Sometimes, especially late at night, she really thought the best thing would be to return to Jeds. But Cara could care for her as well here as at Jeds, really, especially with the new equipment Charles had brought with him, and it was too late by now to get her off-planet. What if she died?
But there was no point in worrying. She couldn't turn back now. What would come, would come. And she did have Cara, after all. Somehow, with Cara here, she couldn't imagine anything going wrong.

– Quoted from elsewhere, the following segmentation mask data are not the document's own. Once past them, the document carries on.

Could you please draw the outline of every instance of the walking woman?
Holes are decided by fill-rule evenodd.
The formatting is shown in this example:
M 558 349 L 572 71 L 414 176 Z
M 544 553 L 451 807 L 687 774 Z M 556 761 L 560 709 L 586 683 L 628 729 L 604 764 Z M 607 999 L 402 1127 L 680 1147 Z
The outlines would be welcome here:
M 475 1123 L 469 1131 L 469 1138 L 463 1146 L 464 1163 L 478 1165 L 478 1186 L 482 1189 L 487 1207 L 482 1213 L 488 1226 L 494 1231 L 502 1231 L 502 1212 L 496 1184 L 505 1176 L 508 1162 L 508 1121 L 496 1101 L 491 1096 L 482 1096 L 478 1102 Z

So what would happen after the baby came? These days it seemed like a veil lay drawn between her here, now, and what lay after the baby's arrival. What did she want out of life anyway? Mostly she wanted to be finished with the pregnancy, which weighed on her like a kind of mental torpor, as if all the activity in her body, mental or otherwise, had been channeled into her womb. Yet for two days now the thought of the female Chapalii had nagged at her. All this time humanity had read old human patterns onto Chapalii culture: males who possessed all the status and did everything important and females who lived in seclusion, as second-class citizens. Now it appeared that they had been wrong; now it appeared that the Chapalii possessed two cultures. Yet surely the two cultures intertwined somehow. Surely the pattern was readable, if only the right person, with the right skills, could investigate. Jess knew quite well who the right person was.
Yet she did not want to leave Rhui. She did not want to leave the jaran. Charles lived in a world made cold by his obsession; by joining with him, her world, her surroundings, would be cold as well. She would have to leave the warmth of her family behind. Because the jaran were her family, now. Somehow, she had to find a way to work with Charles and yet remain on Rhui.